Je suis personnellement convaincue que la sensibilité n’a pas de sexe! Il existe des films très durs faits par des réalisatrices et d’autres plus tendres tournés par des hommes. Et d’ailleurs, ce sont souvent eux qui reproduisent ces stéréotypes en soulignant la sensibilité ou l’émotivité d’un film féminin.
swissinfo.ch: N’y a-t-il quand même pas des thèmes plus spécifiques aux femmes metteurs en scène?
C.D.: Ces dernières années, j’ai surtout été étonnée par la façon dont les cinéastes africains représentent la femme. J’ai un peu l’impression qu’il y a une overdose de films qui parlent de prostituées, souvent métisses. Comment est-ce possible? La femme est campée soit comme une mère ou une soeur ou alors comme une prostituée. Je trouve cela un peu pathétique et je ne me m’explique pas cette tendance. A croire que les metteurs en scène ne sont pas conscients du message qu’ils véhiculent.
Je constate que la seule différence entre hommes et femmes est le fait que ces dernières vont au-delà des clichés. Elles essayent de s’approcher de toutes les femmes et de mettre en évidence leur force. Je pense en particulier à «Le Challat de Tunis», de Kaouther Ben Hania, un film qui jette un regard sur le machisme de la société tunisienne à partir de la légende d’un homme qui blesse les postérieurs des femmes avec un rasoir.
swissinfo.ch: Dans des sociétés encore patriarcales et pas toujours démocratiques, les femmes cinéastes risquent-elles encore plus quand elles osent défier les règles et les valeurs?
Claire Diao
Journaliste franco-burkinabé, Claire Diao est membre de l’Association des critiques cinématographiques du Burkina Faso et de la Fédération africaine des critiques de cinéma. Spécialiste du septième art en Afrique, elle a entre autres collaboré avec Le Monde Afrique, Canal + Afrique, Courrier International et elle a fondé la revue digitale Awotélé. Elle a été responsable de la section «Nouveau territoire: être cinéaste en Afrique» du Festival international du film de FribourgLien externe.

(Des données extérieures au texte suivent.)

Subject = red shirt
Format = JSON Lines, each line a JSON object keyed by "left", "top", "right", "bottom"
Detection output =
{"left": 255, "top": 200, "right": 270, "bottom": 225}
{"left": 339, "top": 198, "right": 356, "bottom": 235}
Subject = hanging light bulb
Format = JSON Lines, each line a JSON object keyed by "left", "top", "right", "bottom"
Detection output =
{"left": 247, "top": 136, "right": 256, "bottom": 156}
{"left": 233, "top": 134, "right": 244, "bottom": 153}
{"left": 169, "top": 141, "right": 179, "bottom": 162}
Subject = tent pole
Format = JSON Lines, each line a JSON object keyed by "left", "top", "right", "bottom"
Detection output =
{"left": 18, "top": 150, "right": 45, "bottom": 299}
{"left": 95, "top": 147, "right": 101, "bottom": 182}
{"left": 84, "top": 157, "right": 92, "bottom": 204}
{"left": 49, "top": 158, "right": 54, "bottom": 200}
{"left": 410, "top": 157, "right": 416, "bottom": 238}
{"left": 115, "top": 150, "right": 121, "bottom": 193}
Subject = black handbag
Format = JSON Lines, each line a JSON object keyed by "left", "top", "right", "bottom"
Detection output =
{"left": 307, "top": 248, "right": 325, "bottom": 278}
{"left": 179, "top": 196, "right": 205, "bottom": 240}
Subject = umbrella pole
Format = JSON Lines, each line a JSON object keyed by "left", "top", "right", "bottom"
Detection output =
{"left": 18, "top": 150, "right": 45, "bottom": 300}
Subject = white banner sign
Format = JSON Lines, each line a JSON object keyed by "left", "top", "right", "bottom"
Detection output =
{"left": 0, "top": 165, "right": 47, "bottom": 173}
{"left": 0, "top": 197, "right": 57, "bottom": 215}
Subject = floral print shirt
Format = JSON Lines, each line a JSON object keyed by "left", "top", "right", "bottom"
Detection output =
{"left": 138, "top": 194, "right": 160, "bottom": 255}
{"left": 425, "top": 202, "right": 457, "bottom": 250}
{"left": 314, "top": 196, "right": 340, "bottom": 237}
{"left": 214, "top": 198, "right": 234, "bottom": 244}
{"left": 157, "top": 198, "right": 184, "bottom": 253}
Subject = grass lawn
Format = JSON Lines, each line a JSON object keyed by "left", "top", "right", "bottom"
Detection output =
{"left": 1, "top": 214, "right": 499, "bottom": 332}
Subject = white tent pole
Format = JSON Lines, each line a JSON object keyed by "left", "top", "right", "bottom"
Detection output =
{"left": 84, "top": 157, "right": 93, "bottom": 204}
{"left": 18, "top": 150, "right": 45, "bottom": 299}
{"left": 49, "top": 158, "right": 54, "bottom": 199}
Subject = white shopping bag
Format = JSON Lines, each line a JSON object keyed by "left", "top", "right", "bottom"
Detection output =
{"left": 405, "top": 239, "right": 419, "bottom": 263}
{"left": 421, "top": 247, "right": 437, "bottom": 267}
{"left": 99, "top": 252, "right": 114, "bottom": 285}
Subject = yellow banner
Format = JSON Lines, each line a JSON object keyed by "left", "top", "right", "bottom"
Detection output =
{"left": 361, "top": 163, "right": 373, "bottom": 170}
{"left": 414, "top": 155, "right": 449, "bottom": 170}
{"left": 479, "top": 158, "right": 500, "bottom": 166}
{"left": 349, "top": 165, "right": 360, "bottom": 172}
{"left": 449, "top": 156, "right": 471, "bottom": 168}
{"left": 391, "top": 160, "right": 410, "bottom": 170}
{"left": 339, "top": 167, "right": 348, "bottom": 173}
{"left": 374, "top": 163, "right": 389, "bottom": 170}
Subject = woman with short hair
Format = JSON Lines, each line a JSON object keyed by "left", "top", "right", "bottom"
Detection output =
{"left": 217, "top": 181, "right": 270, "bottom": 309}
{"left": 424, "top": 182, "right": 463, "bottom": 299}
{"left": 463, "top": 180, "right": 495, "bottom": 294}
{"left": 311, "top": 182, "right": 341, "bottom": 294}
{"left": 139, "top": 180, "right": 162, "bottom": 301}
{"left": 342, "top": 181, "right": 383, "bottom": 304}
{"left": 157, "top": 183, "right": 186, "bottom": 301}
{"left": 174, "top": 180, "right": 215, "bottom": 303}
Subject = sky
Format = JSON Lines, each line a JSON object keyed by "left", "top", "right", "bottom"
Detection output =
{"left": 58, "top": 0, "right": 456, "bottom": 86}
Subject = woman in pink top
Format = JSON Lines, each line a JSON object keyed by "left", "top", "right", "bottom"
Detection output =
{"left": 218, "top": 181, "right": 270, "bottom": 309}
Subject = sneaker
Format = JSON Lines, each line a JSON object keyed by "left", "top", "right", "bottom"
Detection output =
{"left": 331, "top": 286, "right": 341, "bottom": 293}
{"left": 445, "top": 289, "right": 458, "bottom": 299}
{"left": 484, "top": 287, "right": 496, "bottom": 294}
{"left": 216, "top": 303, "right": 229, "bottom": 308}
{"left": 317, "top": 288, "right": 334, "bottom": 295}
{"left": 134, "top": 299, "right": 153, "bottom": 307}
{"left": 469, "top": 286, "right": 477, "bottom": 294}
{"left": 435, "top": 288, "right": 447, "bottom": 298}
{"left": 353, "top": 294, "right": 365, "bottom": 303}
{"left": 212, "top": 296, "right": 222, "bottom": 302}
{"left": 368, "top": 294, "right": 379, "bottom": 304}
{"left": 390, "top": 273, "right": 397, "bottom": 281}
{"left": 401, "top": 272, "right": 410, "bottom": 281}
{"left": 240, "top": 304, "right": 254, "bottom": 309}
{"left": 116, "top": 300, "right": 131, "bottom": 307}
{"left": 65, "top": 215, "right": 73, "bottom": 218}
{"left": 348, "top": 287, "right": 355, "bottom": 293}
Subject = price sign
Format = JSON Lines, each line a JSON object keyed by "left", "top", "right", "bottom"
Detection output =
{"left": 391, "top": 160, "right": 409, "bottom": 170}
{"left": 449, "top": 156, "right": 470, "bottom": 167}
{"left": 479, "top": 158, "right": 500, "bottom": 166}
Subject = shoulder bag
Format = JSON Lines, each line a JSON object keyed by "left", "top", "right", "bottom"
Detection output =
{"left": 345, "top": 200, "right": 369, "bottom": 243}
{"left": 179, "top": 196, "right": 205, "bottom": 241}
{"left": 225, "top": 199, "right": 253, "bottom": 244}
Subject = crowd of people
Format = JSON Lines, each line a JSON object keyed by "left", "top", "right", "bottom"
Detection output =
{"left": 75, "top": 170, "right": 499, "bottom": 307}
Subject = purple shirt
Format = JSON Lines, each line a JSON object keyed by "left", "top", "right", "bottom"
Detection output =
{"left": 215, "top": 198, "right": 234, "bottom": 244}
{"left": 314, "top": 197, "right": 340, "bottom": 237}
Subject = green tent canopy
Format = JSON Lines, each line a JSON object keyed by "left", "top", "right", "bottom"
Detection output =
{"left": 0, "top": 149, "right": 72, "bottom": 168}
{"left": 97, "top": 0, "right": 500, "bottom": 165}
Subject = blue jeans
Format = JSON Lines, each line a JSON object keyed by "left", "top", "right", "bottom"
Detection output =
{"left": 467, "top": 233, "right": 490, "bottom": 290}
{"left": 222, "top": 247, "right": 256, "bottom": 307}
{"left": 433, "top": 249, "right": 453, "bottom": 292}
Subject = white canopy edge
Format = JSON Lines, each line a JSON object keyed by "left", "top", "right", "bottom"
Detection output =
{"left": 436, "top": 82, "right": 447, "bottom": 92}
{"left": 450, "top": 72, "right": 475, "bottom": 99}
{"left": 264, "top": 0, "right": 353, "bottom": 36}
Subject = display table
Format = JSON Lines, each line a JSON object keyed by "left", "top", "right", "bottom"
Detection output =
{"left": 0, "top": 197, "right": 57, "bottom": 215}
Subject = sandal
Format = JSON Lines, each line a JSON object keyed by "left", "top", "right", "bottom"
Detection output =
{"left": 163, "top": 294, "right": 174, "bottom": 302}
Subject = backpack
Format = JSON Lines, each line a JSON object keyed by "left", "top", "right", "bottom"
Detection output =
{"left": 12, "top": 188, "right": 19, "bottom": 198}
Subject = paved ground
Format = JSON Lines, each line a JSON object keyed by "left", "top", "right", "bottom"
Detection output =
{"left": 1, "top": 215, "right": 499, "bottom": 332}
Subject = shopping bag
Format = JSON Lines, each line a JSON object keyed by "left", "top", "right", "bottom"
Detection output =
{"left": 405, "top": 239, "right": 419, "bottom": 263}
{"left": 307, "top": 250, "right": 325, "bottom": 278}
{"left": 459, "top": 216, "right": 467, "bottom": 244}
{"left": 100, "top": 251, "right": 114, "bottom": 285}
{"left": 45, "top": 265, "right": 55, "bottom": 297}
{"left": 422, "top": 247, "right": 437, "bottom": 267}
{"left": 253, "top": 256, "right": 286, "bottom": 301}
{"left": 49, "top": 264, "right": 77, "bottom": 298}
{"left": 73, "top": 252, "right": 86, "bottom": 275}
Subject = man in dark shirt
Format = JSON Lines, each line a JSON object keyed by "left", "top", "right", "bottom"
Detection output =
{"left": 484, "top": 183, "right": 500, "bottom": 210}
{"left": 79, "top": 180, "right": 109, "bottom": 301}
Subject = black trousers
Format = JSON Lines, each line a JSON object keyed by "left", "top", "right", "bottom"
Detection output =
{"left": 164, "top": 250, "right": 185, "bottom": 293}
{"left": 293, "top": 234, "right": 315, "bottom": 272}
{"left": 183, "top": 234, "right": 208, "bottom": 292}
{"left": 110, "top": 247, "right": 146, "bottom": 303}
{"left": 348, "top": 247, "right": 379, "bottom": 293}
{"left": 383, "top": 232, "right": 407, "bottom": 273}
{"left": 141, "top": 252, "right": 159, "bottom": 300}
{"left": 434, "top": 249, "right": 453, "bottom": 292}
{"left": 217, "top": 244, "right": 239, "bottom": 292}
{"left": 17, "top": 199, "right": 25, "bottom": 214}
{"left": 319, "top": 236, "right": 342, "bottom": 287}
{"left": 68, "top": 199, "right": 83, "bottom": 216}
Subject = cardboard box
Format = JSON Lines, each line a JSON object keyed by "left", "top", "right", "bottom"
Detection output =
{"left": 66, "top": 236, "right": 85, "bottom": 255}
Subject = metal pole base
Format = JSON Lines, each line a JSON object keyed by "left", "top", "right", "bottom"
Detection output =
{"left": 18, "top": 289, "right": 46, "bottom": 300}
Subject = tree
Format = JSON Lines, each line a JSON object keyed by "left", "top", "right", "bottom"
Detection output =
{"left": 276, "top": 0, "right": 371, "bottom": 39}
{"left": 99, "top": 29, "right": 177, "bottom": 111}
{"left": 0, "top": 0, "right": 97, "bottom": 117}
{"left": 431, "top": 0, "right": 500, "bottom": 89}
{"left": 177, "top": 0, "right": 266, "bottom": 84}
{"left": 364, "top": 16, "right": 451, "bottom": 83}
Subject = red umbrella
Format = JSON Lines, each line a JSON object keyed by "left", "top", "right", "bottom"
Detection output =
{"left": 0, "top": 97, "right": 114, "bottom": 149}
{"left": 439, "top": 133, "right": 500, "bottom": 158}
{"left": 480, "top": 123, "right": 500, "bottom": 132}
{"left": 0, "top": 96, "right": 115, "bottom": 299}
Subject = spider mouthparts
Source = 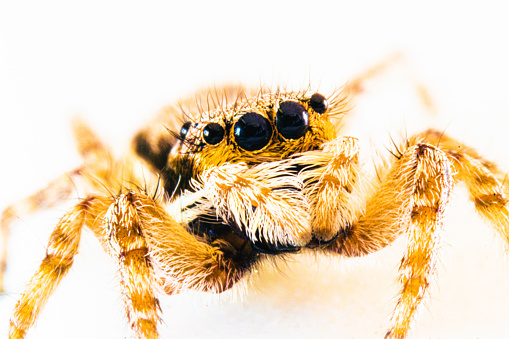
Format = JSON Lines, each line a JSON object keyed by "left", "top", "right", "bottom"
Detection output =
{"left": 307, "top": 234, "right": 339, "bottom": 249}
{"left": 252, "top": 239, "right": 301, "bottom": 254}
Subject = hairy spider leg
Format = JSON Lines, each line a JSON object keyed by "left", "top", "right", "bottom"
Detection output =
{"left": 9, "top": 196, "right": 112, "bottom": 338}
{"left": 307, "top": 141, "right": 453, "bottom": 338}
{"left": 383, "top": 129, "right": 509, "bottom": 338}
{"left": 414, "top": 129, "right": 509, "bottom": 248}
{"left": 129, "top": 191, "right": 251, "bottom": 295}
{"left": 0, "top": 118, "right": 115, "bottom": 293}
{"left": 384, "top": 144, "right": 452, "bottom": 339}
{"left": 318, "top": 127, "right": 509, "bottom": 337}
{"left": 104, "top": 192, "right": 162, "bottom": 338}
{"left": 293, "top": 136, "right": 362, "bottom": 243}
{"left": 9, "top": 185, "right": 257, "bottom": 339}
{"left": 0, "top": 172, "right": 78, "bottom": 293}
{"left": 7, "top": 123, "right": 315, "bottom": 338}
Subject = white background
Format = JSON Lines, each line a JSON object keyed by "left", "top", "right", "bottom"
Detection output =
{"left": 1, "top": 1, "right": 509, "bottom": 338}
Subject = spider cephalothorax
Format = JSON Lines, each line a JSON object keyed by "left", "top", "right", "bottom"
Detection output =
{"left": 137, "top": 89, "right": 344, "bottom": 196}
{"left": 3, "top": 67, "right": 509, "bottom": 339}
{"left": 162, "top": 90, "right": 345, "bottom": 252}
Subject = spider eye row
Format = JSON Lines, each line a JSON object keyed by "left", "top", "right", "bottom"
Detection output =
{"left": 180, "top": 92, "right": 328, "bottom": 151}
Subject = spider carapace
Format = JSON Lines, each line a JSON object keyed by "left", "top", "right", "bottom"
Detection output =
{"left": 4, "top": 80, "right": 509, "bottom": 339}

C.D.: Il ne faut pas oublier que le cinéma fait encore peur à bien des gouvernements africains car il permet une prise de conscience collective. Prenons la littérature par exemple: dans des pays où le taux d’analphabétisation est élevé, elle s’adresse avant tout aux intellectuels qui sont plus facilement «isolables». Au contraire, un film peut toucher tout un peuple et risquer de le voir se réveiller. Dans un tel contexte, les femmes risquent gros lorsqu’elles s’interrogent sur la société et ceci ne vaut pas seulement pour les cinéastes mais aussi pour les actrices.
Ainsi, en 2015, l’actrice marocaine Loubna Abidar a été humiliée et agressée pour avoir joué dans «Much Loved», un film sur la prostitution à Marrakech [censuré au Maroc]. Et ceci parce que ce film de Nabil Ayouch montre une image de ce pays dont personne ne veut parler même si elle bien réelle. En Afrique, la relation à l’image est problématique. Le public ne fait pas de différence entre une actrice en tant que telle et le personnage qu’elle interprète.
swissinfo.ch: Cela est également dû au fait que la femme est encore vue comme «fille de quelqu’un» ou «femme de quelqu’un». La réputation de toute la famille est en jeu…
C.D.: En effet! Le regard et le jugement d’autrui est fondamental en Afrique. Une femme peut réussir à convaincre son mari ou ses parents de l’importance de son travail de cinéaste ou d’actrice mais elle doit toujours tenir compte du reste de la famille, du quartier, de la ville ou même du pays.
Le concept est simple: «Tu es ma femme, ma fille, ma nièce … ton image est donc la mienne!» Et il faut aussi affronter un autre obstacle: une fois qu’une femme a fondé une famille, elle peut difficilement poursuivre une carrière de cinéaste par exemple car les relations entre sexes sont loin d’être paritaires.
swissinfo.ch: Face à de telles difficultés, les femmes auraient-elles tendance à s’autocensurer?
C.D.: Je ne le crois pas. J’estime que les cinéastes ont un point en commun: elles assument courageusement la nécessité de s’exprimer par le biais du cinéma. Le seul fait de prendre une caméra en main ou de réciter veut dire poursuivre une bataille, ne serait-ce qu’au sein de la famille. L’autocensure disparaît en partie et ce n’est pas rien!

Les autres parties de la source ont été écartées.